The Metropolitan Police later said 12 protesters were arrested in Parliament Square for failing to comply with conditions when imposed, and officers continued to monitor the situation.
JSO has held demonstrations every day since April 24, and has pledged to carry on indefinitely until the Government stops granting new licences for gas, coal and oil.
Those arrested included grandmother Ari Rox, 74, from Exeter, who has post-polio syndrome and uses a wheelchair, along with her carer for the day, Larch Maxey, who were removed from Parliament Square in a taxi.
Mr Maxey told the PA news agency the Government should do the “honourable thing” and stop issuing the new licences for fossil fuels, adding: “We’re here at the heart of democracy asking for that demand to be met.”
The group posted footage online of the protests on roads near West Kensington tube station on Wednesday morning, including the A4, with one police officer dragging a supporter along the ground by his hi-vis vest amid attempts to clear the way.
Officers have power under the new Public Order Act to make activists move out of the road or face arrest.
An entry on the Metropolitan Police Events Twitter account at 8.45am said that the road was clear.
Wednesday’s march followed protests on Tuesday where JSO supporters blocked four bridges in London.
Tempers have frayed among members of the public amid the traffic hold-ups, with heated scenes earlier in the month as drivers tried to physically force protesters from the roads and snatched banners.

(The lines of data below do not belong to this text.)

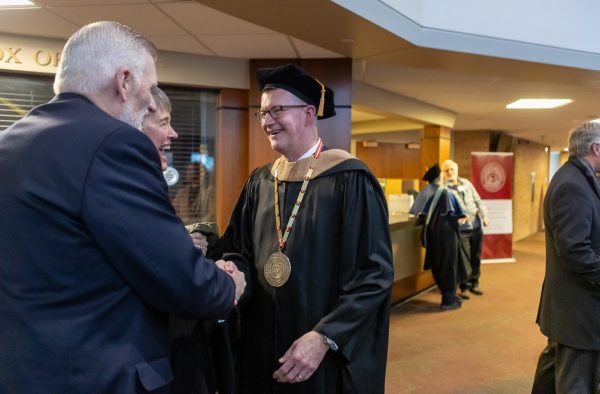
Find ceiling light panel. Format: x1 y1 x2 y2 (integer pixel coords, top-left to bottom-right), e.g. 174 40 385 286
0 0 37 7
506 99 573 109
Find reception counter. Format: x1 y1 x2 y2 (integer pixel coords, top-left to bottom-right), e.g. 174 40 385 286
389 214 435 304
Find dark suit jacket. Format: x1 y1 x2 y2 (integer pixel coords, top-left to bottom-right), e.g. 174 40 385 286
0 93 235 393
537 155 600 350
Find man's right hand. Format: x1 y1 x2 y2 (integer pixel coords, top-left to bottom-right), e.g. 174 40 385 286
216 259 246 305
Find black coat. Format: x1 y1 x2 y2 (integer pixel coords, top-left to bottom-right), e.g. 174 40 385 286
421 187 470 292
171 223 239 394
537 156 600 350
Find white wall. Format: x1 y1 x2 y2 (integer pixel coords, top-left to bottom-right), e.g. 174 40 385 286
384 0 600 54
334 0 600 71
549 151 561 182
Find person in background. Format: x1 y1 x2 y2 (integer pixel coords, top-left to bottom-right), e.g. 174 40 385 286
142 86 178 171
0 21 244 393
442 159 489 300
532 122 600 393
416 167 469 310
218 63 394 393
140 86 210 254
409 163 442 216
142 87 237 394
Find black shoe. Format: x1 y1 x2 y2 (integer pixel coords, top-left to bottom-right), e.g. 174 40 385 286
469 286 483 295
458 290 470 300
440 301 462 311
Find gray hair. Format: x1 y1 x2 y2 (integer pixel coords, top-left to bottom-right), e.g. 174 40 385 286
568 122 600 156
151 86 172 113
53 21 157 95
441 159 458 170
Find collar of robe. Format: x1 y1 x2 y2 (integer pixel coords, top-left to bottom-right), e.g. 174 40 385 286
271 149 355 182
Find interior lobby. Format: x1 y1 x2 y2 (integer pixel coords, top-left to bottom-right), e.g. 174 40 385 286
1 1 599 392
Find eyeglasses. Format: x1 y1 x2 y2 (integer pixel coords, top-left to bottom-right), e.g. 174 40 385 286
254 105 308 122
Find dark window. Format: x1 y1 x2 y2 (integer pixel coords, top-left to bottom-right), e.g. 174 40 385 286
0 73 217 224
161 86 218 225
0 73 54 131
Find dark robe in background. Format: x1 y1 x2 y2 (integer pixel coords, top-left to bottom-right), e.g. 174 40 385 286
219 150 394 394
170 223 238 394
169 314 239 394
421 187 470 300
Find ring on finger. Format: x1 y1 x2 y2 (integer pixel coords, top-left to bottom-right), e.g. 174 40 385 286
296 374 303 381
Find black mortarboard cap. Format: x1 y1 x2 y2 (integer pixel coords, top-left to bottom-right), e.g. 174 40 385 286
422 163 441 182
256 63 336 119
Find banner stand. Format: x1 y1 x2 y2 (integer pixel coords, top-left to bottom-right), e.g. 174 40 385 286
471 152 515 263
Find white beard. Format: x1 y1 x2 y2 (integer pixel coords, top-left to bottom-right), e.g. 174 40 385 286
119 100 146 131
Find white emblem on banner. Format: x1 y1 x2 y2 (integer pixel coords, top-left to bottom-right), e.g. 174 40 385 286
480 162 506 193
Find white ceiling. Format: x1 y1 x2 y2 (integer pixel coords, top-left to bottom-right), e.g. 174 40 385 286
2 0 599 149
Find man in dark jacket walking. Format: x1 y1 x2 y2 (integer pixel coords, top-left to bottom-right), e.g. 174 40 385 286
533 122 600 393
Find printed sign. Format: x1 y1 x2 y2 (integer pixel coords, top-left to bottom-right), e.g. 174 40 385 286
471 152 514 262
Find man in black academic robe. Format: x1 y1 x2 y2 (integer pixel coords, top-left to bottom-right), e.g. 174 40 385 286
420 185 470 309
218 63 393 394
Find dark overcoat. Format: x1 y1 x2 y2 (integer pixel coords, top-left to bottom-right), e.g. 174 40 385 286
537 156 600 350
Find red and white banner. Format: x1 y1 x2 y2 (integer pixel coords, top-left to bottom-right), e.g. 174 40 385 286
471 152 515 263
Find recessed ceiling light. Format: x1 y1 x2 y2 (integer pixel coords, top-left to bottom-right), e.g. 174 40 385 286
506 99 572 109
0 0 37 8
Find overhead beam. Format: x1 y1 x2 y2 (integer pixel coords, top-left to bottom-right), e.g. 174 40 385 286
352 81 456 128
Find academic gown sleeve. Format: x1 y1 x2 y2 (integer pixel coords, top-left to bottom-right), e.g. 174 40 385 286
312 169 393 386
217 167 267 302
82 127 234 320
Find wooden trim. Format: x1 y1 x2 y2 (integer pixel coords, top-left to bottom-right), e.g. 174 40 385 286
391 270 436 304
216 88 248 233
356 142 421 179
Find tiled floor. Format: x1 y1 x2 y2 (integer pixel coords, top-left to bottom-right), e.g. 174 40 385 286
386 232 547 393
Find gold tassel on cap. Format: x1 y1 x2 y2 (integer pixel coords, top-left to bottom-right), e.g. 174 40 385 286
314 78 325 117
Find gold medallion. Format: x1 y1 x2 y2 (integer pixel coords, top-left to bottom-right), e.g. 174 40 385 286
264 251 291 287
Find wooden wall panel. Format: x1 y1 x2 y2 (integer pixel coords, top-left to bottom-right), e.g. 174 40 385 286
216 88 248 233
559 151 569 165
248 58 352 170
452 130 491 181
513 141 549 241
356 142 421 179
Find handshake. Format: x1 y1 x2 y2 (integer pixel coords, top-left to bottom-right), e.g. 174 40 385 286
187 222 246 305
215 259 245 305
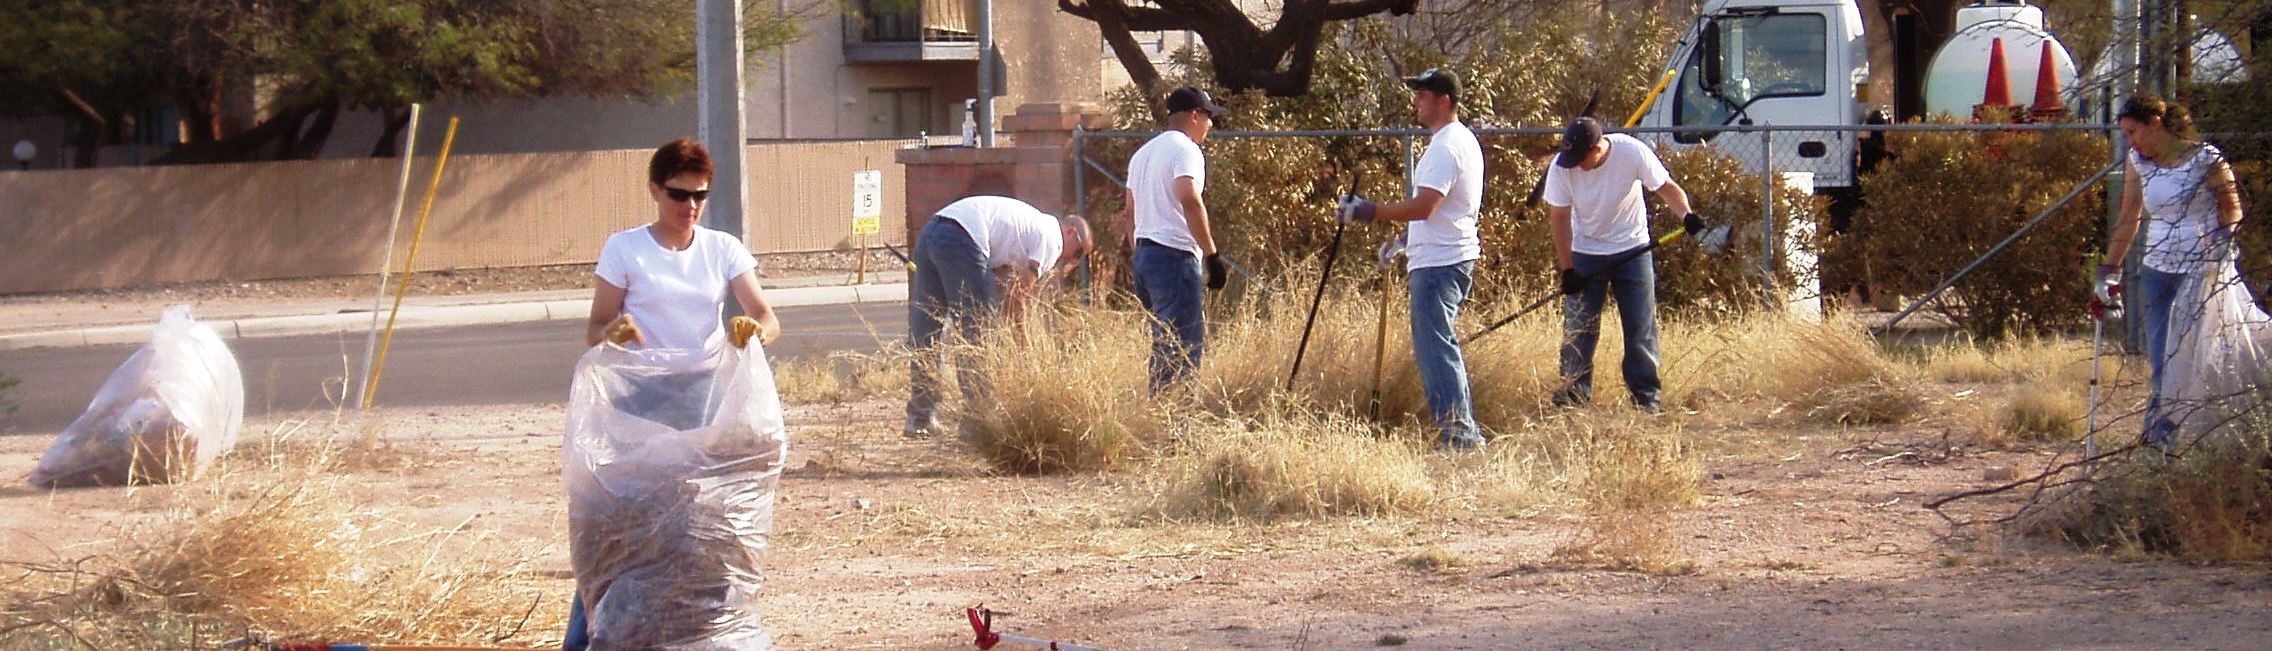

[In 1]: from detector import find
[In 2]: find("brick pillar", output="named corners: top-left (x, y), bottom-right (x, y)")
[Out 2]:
top-left (896, 102), bottom-right (1106, 241)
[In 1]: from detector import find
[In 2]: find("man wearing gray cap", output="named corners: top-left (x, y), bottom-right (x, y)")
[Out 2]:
top-left (1543, 116), bottom-right (1699, 413)
top-left (1333, 69), bottom-right (1486, 450)
top-left (1123, 85), bottom-right (1228, 390)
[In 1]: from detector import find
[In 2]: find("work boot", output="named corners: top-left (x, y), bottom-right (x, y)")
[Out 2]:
top-left (1433, 432), bottom-right (1487, 452)
top-left (903, 413), bottom-right (944, 440)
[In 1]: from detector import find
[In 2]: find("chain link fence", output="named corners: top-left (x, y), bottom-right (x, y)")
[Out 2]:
top-left (1073, 122), bottom-right (2146, 325)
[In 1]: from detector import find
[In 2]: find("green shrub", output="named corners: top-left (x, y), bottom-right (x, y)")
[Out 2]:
top-left (1844, 127), bottom-right (2110, 339)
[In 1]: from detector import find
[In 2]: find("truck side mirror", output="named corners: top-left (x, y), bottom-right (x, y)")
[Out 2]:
top-left (1699, 22), bottom-right (1725, 95)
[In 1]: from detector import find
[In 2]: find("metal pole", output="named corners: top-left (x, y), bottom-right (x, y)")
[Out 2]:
top-left (1401, 134), bottom-right (1416, 196)
top-left (977, 0), bottom-right (997, 147)
top-left (1875, 161), bottom-right (2124, 335)
top-left (698, 0), bottom-right (747, 240)
top-left (356, 104), bottom-right (421, 410)
top-left (1074, 126), bottom-right (1090, 303)
top-left (1760, 128), bottom-right (1776, 310)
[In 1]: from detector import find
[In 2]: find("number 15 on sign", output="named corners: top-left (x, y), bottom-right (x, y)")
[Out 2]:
top-left (851, 170), bottom-right (882, 236)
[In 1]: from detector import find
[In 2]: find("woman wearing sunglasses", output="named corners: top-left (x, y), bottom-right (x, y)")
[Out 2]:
top-left (586, 138), bottom-right (781, 351)
top-left (567, 139), bottom-right (785, 648)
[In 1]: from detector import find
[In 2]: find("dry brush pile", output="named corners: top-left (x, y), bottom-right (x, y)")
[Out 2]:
top-left (1, 423), bottom-right (559, 649)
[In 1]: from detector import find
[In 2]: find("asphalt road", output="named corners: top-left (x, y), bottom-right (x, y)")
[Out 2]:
top-left (0, 301), bottom-right (907, 435)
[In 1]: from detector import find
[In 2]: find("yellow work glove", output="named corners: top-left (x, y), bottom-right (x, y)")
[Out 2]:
top-left (602, 314), bottom-right (644, 347)
top-left (728, 315), bottom-right (774, 349)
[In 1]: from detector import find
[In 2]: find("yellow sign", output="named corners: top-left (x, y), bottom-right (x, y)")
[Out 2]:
top-left (852, 170), bottom-right (882, 235)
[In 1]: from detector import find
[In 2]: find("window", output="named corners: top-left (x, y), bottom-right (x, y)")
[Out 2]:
top-left (867, 88), bottom-right (933, 139)
top-left (1674, 13), bottom-right (1828, 141)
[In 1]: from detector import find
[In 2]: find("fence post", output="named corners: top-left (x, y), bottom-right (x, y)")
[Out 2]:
top-left (1074, 125), bottom-right (1090, 303)
top-left (1760, 128), bottom-right (1776, 310)
top-left (1402, 134), bottom-right (1416, 196)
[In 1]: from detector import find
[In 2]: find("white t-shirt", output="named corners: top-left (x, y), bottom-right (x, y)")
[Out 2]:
top-left (1128, 130), bottom-right (1207, 258)
top-left (935, 195), bottom-right (1065, 274)
top-left (595, 225), bottom-right (760, 352)
top-left (2133, 145), bottom-right (2227, 275)
top-left (1406, 120), bottom-right (1485, 271)
top-left (1544, 133), bottom-right (1673, 256)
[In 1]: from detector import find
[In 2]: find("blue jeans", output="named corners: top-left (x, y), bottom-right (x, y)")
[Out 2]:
top-left (907, 218), bottom-right (1001, 425)
top-left (1556, 247), bottom-right (1663, 409)
top-left (565, 595), bottom-right (589, 650)
top-left (1411, 261), bottom-right (1483, 446)
top-left (2136, 266), bottom-right (2186, 445)
top-left (1133, 240), bottom-right (1205, 390)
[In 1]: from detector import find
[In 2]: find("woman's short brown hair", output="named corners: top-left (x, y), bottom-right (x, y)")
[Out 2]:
top-left (648, 138), bottom-right (715, 186)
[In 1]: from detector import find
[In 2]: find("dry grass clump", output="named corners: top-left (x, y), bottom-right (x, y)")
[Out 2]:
top-left (1546, 418), bottom-right (1702, 574)
top-left (962, 308), bottom-right (1158, 473)
top-left (2, 423), bottom-right (554, 648)
top-left (2028, 432), bottom-right (2272, 562)
top-left (1918, 336), bottom-right (2094, 386)
top-left (1996, 383), bottom-right (2087, 443)
top-left (773, 347), bottom-right (911, 405)
top-left (1154, 409), bottom-right (1437, 521)
top-left (1751, 318), bottom-right (1927, 425)
top-left (1396, 546), bottom-right (1469, 574)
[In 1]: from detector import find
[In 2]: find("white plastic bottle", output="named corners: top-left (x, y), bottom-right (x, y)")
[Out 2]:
top-left (961, 99), bottom-right (978, 147)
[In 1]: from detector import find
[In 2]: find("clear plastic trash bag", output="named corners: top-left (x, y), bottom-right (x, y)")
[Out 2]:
top-left (28, 305), bottom-right (244, 488)
top-left (565, 334), bottom-right (788, 650)
top-left (2159, 242), bottom-right (2272, 440)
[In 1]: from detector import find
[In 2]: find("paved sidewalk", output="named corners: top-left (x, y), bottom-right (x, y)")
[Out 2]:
top-left (0, 271), bottom-right (908, 352)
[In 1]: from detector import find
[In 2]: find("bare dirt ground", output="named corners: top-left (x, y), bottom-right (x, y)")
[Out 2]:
top-left (3, 396), bottom-right (2267, 650)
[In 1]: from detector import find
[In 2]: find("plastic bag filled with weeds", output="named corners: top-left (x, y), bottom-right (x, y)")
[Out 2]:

There was also irritation as protesters threw orange paint over a garden at the Chelsea Flower Show, and disrupted the Gallagher Premiership rugby final at Twickenham by invading the pitch and throwing orange powder paint.
The Metropolitan Police has spent £3.5 million policing the protests in the month from April 24 alone, on top of £7.5 million spent by the force dealing with JSO action between October and December last year.
Temporary Assistant Commissioner Matt Twist last week urged the public to wait for the police to deal with the demonstrations.
He said: “We absolutely understand why those who are caught up in traffic delays will be frustrated.
“I would urge the public not to intervene or take matters into their own hands, but to call the police, let us know where the incident is and we will get there quickly.”
The time between officers arriving at each scene and imposing conditions to move protesters out of the road has been between 13 and 19 minutes for the recent marches, he added.
The latest demonstration came amid a political debate over donations to the Labour party by businessman Dale Vince, who has given about £1.5 million in the past 10 years and also supports JSO.
Over the weekend, Home Secretary Suella Braverman told The Daily Telegraph newspaper that Labour leader Sir Keir Starmer was “in bed” with Just Stop Oil donors and Tory party chairman Greg Hands urged Labour to hand back the money.
But shadow international trade secretary Nick Thomas-Symonds said Mr Vince is “a perfectly legitimate person” to make donations, and his support does not affect Labour’s opposition to JSO’s tactics.
In response to the “right-wing mudslinging”, Mr Vince, founder of green energy company Ecotricity, said he would double any donations made to JSO in the next 48 hours.
Responding to the officer’s actions dragging the protester, a Met spokesman said: “Officers were on the scene at 08.15am policing Just Stop Oil protesters walking slowly in Talgarth Road, Hammersmith.
“A short time later, a protester was in a lane of oncoming traffic. Officers on the ground have to make quick time assessments based on unfolding events.
“Therefore the police officer quickly moved the protester out of the way to prevent them being harmed as they posed a danger to themselves and other road users.”